Serikat Petani Kelapa Sawit Laporkan Dugaan Monopoli Industri Biodiesel

Loading

JAKARTA (IndependensI.com) – Para petani sawit yang diwakili Serikat Petani Kelapa Sawit (SPKS) melaporkan tiga perusahaan besar terkait dugaan praktik monopoli dan persaingan usaha tidak sehat terhadap industri bahan bakar nabati (BBN) jenis biodiesel ke Komisi Pengawas Persaingan Usaha (KPPU), Jakarta Pusat, Selasa (15/3/2022). Korporasi yang dilaporkan adalah PT WNI, PT S, dan PT MS.

Direktur Transformasi untuk Keadilan (TUK) Indonesia, Edy Sutrisno berharap, KPPU seharusnya bisa dengan mudah menelusuri pelanggaran di lapangan. Dia menyebut, KPPU memang memiliki banyak kajian yang mengindikasikan adanya monopoli dari segelintir perusahaan tersebut.

“Selain penguasaan lahan, yang melampaui regulasi pengelolaan sebesar 100 ribu hektare, perusahaan tersebut juga menguasai supplier buah, sehingga mereka dengan mudah mengatur harga tandan buah segara (TBS) di level petani,” kata Edy di Jakarta, Selasa (15/3/2022).

Anggota Dewan Nasional SPKS Gunawan berharap ke depan, kebijakan pemerintah di perkebunan sawit mampu mengubah petani untuk tidak hanya sebagai aktor budidaya, tetapi juga pengelola buah. Karena itu, ia mendesak KPPU untuk membongkar praktik tidak sehat yang dilakuan pelapor, hingga salah satu efeknya minyak goreng langka di pasaran.

“Laporan ini tidak hanya membongkar praktik oligopsoni dalam biodiesel, tetapi juga melihat ketidakadilan rantai pasok sawit secara keseluruhan, yang juga berimbas pada ketersediaan produk makanan, seperti krisis minyak goreng yang terjadi akhir-akhir ini,” ucap Gunawan.

Koordinator kuasa hukum pelapor Janses E Sihaloho menjelaskan, pelaporan ketiga perusahaan tersebut lantaran terkait dugaan praktik oligopsoni dan atau integrasi vertikal terhadap industri BBN. Dia juga menyebut, peningkatan lahan kelapa sawit setiap tahun milik para terlapor yang melampaui 100 ribu hektare berdasarkan aturan berlaku.

Peningkatan lahan itu menunjukkan adanya peningkatan permintaan pasar terhadap pasok TBS sawit. Janses menyebut, seharusnya kesejahteraan para pekebun swadaya dan kemitraan semakin meningkat, namun fakta di lapangan tidak demikian.

“Masih banyak pekebun swadaya dan pekebun kemitraan yang dirugikan atas harga jual TBS sawitnya. Hal tersebut diduga telah memenuhi unsur pada Pasal 17 ayat (1) dan ayat (2) huruf c Undang-Undang Nomor 5 Tahun 1999, yakni penguasaan atas produksi dan/atau pemasaran barang yang dapat mengakibatkan terjadinya praktik monopoli dan atau persaingan usaha tidak sehat,” ucap Janses.

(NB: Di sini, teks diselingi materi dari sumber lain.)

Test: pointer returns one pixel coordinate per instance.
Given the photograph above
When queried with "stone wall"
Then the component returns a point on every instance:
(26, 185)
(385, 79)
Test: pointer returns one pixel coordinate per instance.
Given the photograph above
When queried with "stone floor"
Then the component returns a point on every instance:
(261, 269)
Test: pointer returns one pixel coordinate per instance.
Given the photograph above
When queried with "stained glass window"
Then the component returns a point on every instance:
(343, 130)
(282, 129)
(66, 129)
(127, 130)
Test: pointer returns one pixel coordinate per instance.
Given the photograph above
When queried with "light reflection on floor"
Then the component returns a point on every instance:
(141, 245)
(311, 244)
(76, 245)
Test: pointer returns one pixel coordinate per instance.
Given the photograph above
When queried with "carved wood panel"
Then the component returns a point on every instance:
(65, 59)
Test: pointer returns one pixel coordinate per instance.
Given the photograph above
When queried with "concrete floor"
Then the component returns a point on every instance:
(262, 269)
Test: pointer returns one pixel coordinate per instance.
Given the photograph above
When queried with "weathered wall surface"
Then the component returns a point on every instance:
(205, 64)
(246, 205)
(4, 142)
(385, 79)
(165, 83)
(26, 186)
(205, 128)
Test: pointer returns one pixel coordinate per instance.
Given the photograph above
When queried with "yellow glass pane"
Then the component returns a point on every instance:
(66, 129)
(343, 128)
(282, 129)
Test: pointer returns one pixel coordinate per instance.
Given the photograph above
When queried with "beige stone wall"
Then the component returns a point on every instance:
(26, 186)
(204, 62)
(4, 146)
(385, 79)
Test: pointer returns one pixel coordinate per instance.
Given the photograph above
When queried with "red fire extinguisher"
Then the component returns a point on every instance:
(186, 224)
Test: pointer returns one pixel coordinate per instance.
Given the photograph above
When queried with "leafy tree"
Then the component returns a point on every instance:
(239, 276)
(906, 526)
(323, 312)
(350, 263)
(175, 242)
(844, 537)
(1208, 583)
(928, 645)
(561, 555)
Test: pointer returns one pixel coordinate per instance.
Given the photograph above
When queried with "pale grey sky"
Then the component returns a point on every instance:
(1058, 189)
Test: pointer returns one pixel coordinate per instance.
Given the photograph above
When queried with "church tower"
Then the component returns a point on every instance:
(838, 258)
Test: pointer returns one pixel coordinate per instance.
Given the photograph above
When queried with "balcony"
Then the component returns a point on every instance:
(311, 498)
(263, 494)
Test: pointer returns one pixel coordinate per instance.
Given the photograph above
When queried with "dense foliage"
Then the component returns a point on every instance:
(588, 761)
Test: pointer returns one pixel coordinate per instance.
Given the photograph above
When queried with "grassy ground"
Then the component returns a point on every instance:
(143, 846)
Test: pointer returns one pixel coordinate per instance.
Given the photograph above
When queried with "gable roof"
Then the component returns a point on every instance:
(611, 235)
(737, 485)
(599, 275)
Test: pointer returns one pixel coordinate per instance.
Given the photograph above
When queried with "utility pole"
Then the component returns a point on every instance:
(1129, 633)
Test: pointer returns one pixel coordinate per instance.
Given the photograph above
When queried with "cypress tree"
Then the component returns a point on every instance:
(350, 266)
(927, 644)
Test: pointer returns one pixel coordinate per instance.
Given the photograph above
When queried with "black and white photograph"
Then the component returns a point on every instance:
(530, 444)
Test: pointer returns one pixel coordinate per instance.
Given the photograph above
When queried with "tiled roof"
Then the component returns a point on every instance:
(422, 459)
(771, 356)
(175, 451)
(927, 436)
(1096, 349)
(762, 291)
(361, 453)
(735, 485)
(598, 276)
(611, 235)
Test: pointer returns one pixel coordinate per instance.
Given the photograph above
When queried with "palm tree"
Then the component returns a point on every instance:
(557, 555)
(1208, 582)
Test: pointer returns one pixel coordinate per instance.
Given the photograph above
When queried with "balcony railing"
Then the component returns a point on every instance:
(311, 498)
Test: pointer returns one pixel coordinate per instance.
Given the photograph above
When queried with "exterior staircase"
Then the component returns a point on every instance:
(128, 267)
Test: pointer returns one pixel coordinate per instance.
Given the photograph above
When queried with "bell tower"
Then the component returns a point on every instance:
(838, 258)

Menurut dia, pelapor juga menyoroti penggunaan dana kelapa sawit yang tidak sesuai dengan UU Perkebunan. Janses mengutip, total dana perkebunan kelapa sawit yang dikelola oleh Badan Pengelola Dana Perkebunan Kelapa Sawit (BPDPKS) periode 2015-2019 sebesar Rp 47,28 triliun. Mayoritas dana tersebut dialokasikan bukan untuk kepentingan petani, melainkan industri biodiesel.

“Ketimpangan alokasi itu tergambar jelas pada realisasi anggaran pada 2015-2019, di mana 89,86 persen dari total dana atau sebesar Rp 30,2 triliun dialokasikan untuk insentif biodiesel. Ironisnya, saat pandemi Covid-19 mulai merebak, pemerintah menggelontorkan dana subsidi sebesar Rp 2,78 triliun untuk biodiesel,” kata Janses.

Dari penjelasan tersebut, sambung dia, laporan kepada KPPU cukup berdasar dan beralasan. Dia menilai, para terlapor diduga telah melakukan praktik monopoli dan persaingan usaha tidak sehat, yakni oligopsoni. “Semoga KPPU dapat mengeluarkan denda yang optimal, bila perlu pencabutan usaha bagi perusahaan yang jelas-jelas melakukan praktik monopoli,” katanya.